Over three days, working in groups, participants designed four distinct governance models.

Equilibrio A circular living system organised around ecological cycles: water, waste, food, shelter, energy, social equity, leadership. Drawn from engineering, sustainability, and education.
Comunidad The community is the locus of authority. Decisions flow from the bases, the people themselves, through representatives who carry community priorities forward. Drawn from law, international relations, and social sciences.
Monitoreo Sostenible A circular economy with no single authority. Decision-making is distributed by domain — those involved in health govern health, those involved in food govern food. Drawn from economics, finance, and systems thinking.
Sistema Internacional A reformed international system grounded in species-level unity rather than national interest, with resources held under ethical multilateralism. Drawn from international relations, sociology, and engineering.
"No se trata de llegar más lejos. Se trata de ser mejores al llegar."
"It is not about going further.

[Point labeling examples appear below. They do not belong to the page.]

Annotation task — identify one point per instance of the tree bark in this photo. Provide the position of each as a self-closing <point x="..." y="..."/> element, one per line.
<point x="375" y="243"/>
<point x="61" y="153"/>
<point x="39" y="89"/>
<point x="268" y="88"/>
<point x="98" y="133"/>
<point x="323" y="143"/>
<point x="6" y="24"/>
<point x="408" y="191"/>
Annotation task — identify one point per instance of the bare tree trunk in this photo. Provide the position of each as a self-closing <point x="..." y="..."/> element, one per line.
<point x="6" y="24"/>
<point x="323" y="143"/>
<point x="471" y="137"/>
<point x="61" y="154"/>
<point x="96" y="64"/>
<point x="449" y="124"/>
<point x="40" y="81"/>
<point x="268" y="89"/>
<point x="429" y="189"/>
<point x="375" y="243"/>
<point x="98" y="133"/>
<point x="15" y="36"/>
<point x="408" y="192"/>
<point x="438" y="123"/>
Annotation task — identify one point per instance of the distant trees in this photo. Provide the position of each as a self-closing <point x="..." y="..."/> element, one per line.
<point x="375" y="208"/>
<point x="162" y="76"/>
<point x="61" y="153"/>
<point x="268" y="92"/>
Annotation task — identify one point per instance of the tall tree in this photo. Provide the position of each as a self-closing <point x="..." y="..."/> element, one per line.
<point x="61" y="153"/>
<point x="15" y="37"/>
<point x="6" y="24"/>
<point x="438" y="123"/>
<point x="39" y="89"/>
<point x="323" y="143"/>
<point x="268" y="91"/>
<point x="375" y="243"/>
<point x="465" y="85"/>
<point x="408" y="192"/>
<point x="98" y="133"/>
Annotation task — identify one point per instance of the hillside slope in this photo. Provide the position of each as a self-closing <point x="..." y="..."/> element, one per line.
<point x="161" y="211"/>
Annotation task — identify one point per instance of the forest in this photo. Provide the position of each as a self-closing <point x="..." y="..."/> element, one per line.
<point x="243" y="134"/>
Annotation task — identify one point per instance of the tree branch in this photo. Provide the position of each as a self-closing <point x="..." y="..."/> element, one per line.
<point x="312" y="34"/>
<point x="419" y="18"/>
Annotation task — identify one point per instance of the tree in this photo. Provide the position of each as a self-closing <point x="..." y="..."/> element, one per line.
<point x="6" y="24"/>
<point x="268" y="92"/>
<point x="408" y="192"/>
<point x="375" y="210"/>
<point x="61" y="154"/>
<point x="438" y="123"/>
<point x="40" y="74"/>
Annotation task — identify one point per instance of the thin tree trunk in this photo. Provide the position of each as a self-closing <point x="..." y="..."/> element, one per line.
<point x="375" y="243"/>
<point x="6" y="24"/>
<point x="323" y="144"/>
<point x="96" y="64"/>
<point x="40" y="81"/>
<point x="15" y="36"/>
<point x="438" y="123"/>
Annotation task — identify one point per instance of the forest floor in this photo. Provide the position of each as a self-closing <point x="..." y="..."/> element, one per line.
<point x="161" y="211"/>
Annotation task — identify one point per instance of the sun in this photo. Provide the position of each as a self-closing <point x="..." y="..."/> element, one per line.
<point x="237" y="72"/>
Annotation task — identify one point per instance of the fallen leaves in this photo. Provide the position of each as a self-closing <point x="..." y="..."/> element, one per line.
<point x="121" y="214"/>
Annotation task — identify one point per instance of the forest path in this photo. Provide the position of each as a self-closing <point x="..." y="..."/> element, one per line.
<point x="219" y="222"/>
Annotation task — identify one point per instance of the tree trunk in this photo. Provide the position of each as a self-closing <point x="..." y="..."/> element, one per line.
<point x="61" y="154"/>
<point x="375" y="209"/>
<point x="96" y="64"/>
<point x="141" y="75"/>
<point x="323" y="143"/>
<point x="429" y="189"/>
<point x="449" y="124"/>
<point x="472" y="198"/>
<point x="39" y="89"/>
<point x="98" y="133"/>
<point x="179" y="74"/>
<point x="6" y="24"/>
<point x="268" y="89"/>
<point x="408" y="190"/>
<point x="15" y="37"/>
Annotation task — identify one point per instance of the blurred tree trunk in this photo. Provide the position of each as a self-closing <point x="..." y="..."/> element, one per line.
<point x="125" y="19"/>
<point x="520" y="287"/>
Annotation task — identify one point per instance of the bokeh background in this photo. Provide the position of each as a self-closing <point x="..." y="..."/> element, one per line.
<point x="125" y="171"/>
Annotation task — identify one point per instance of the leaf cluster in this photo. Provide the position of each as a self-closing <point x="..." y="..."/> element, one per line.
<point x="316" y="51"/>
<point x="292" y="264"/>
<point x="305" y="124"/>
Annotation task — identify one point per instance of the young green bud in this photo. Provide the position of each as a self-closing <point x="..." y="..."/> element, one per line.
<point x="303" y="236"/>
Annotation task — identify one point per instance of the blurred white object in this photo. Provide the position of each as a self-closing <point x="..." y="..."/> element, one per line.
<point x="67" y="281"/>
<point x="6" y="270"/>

It is about being better when we arrive."
— Fabio Saldias Herrera, Ingeniería de Sistemas, Universidad NUR

Where it's going

Outputs from the NUR Lab are in translation with ICAAD, the International Center for Advocates Against Discrimination. The final reports will be shared in governance and space policy arenas. Student contributions will also travel to the Moon as part of the Lunar Codex Hinatea archive aboard Astrolab's FLEX rover, launching via a commercial rocket no earlier than mid-2027. What was imagined in Santa Cruz, Bolivia, will become part of the permanent lunar record.